I picked it up and started to read it, more due to a vague sense of obligation than anything else. My bleeding heart pinko liberal Spidey senses were telling me that it’d be good for me to read this, as it’s good for me to eat spinach and the like.

Unaccustomed Earth, I’m confident to say after having read it, is one of the best books I have read in the last ten years. Lahiri’s use of language is economical but never stingy, precise but not fussily so. Her characters feel real, but not because of the accumulated weight of details that you get with other writers; she deftly sketches their personalities with an elegance that is humbling. And her plots, while deceivingly simple, often carry a sting that is quite devastating.

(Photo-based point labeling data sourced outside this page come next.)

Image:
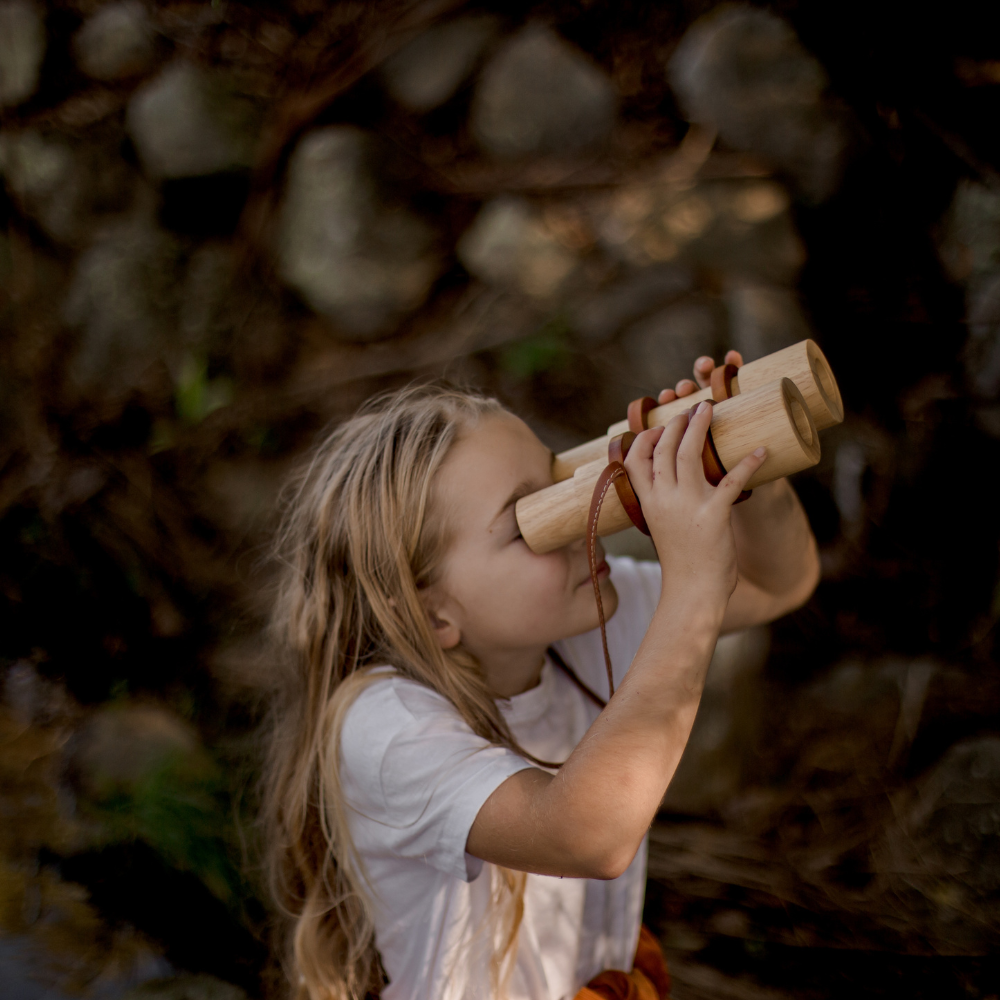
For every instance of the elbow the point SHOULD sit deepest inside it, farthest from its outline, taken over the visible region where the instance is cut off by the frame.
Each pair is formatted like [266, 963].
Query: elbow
[613, 866]
[605, 861]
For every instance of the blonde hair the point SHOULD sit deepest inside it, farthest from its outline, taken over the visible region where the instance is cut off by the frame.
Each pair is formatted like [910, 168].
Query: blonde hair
[360, 539]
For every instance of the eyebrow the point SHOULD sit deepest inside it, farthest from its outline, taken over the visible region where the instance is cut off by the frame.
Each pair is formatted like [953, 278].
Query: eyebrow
[523, 489]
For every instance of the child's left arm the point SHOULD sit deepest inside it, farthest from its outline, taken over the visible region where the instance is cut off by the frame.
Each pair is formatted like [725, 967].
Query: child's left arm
[776, 557]
[775, 548]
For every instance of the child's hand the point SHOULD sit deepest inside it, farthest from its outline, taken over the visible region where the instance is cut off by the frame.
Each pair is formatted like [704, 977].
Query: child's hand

I have an ambivalent relationship with short story collections. They’re often moreish, like a pack of Toffifee – one is so short and light that you’re sure another one won’t hurt… and then another, and another. And then you’ve had too much and feel faintly sick. There was no such moment with Lahiri’s stories – also because, unlike some other collections, it doesn’t feel like she’s belabouring a theme. There are motifs that are touched upon in all the stories, mainly because the majority of characters are the children of Indian migrants, but the book is definitely not dully monothematic.

Most of her stories are sad. They’re not grand tragedies (except, perhaps, for “Hema and Kaushik”, the final three-part story that almost qualifies as a novella), but loss runs through all of them, and more than once did I find my breath taken away by the feelings Lahiri evoked.

If you haven’t read any Jhumpa Lahiri, or if – like me – you’ve read her before but simply can’t remember whether you like her or not, give yourself a gift. Buy Unaccustomed Earth. Put it somewhere on your “to read” pile, preferably towards the bottom. Forget that you ever got the book and come upon it as if by accident. Give it a chance. I’m willing to bet you won’t regret it.

P.S.: If I did get this book as a present from someone reading this blog: thank you, thank you, thank you!

P.P.S.: After this one, I will definitely have to revisit The Interpreter of Maladies, if only to find out whether I did indeed read it. If so and I found it forgettable, the pre-exam pressure of “Gotta read x books by the weekend! No time to enjoy!” may have been to blame.